Jaakkola P, Vihinen T, Jalkanen M
Turku Centre for Biotechnology, University of Turku and Abo Akademi University, Tykistökatu 6B, BioCity, Turku, FIN-20520, Finland.
Biochem Biophys Res Commun. 2000 Nov 19;278(2):432-9. doi: 10.1006/bbrc.2000.3812.

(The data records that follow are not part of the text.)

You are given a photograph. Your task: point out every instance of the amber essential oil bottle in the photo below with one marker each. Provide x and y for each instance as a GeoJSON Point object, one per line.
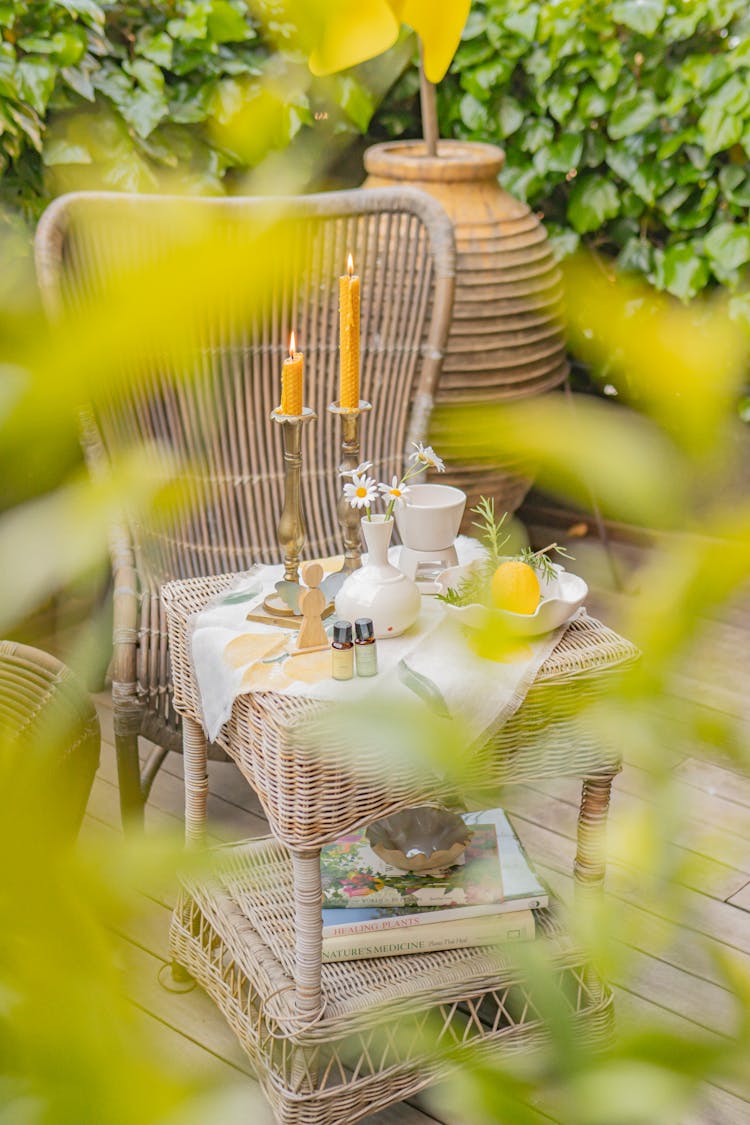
{"type": "Point", "coordinates": [343, 650]}
{"type": "Point", "coordinates": [366, 650]}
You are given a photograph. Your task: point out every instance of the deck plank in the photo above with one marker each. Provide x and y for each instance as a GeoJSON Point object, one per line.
{"type": "Point", "coordinates": [678, 966]}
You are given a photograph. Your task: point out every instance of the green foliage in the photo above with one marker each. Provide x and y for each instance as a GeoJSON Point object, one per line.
{"type": "Point", "coordinates": [171, 95]}
{"type": "Point", "coordinates": [627, 124]}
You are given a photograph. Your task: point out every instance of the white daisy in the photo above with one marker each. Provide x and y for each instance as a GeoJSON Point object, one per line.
{"type": "Point", "coordinates": [359, 471]}
{"type": "Point", "coordinates": [396, 492]}
{"type": "Point", "coordinates": [426, 456]}
{"type": "Point", "coordinates": [361, 491]}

Far upstream enhancers are predicted to act by looping and activating general transcription factors on core promoters and to require proximal promoter sequences for appropriate gene activation in time and space. We have previously described an FGF-inducible response element (FiRE) located far upstream on the syndecan-1 gene. The FiRE is activated specifically by members of the fibroblast growth factor (FGF) family in NIH3T3 cells. Here we describe the requirements of syndecan-1 proximal promoter for the activation of FiRE by FGF-2. Transient and stable transfections revealed that neither proximal promoter SP1 sites nor TATA-box are required for the FGF-2 induced activation of FiRE. Notably, the enhancer is activated in both orientations by FGF-2 even in the absence of proximal promoter. Importantly, removal of the promoter did not affect the growth factor specificity of FiRE. Proximal promoter independent activation of syndecan-1 gene by FGF-2 might be required during development when syndecan-1 proximal promoter needs to be largely attenuated but simultaneous transient and rapid FGF-2 induced transcription is required.
远上游增强子据预测是通过环化作用并激活核心启动子上的通用转录因子来发挥作用的,并且在时间和空间上进行适当的基因激活需要近端启动子序列。我们之前描述过一个位于syndecan-1基因远上游的FGF诱导反应元件(FiRE)。该FiRE在NIH3T3细胞中被成纤维细胞生长因子(FGF)家族成员特异性激活。在此我们描述了syndecan-1近端启动子对于FGF-2激活FiRE的要求。瞬时转染和稳定转染表明,FGF-2诱导的FiRE激活既不需要近端启动子的SP1位点,也不需要TATA框。值得注意的是,即使在没有近端启动子的情况下,增强子也能被FGF-2以两种方向激活。重要的是,去除启动子并不影响FiRE的生长因子特异性。在发育过程中,当syndecan-1近端启动子需要大幅减弱但同时又需要FGF-2诱导的瞬时快速转录时,可能需要FGF-2对syndecan-1基因进行近端启动子非依赖性激活。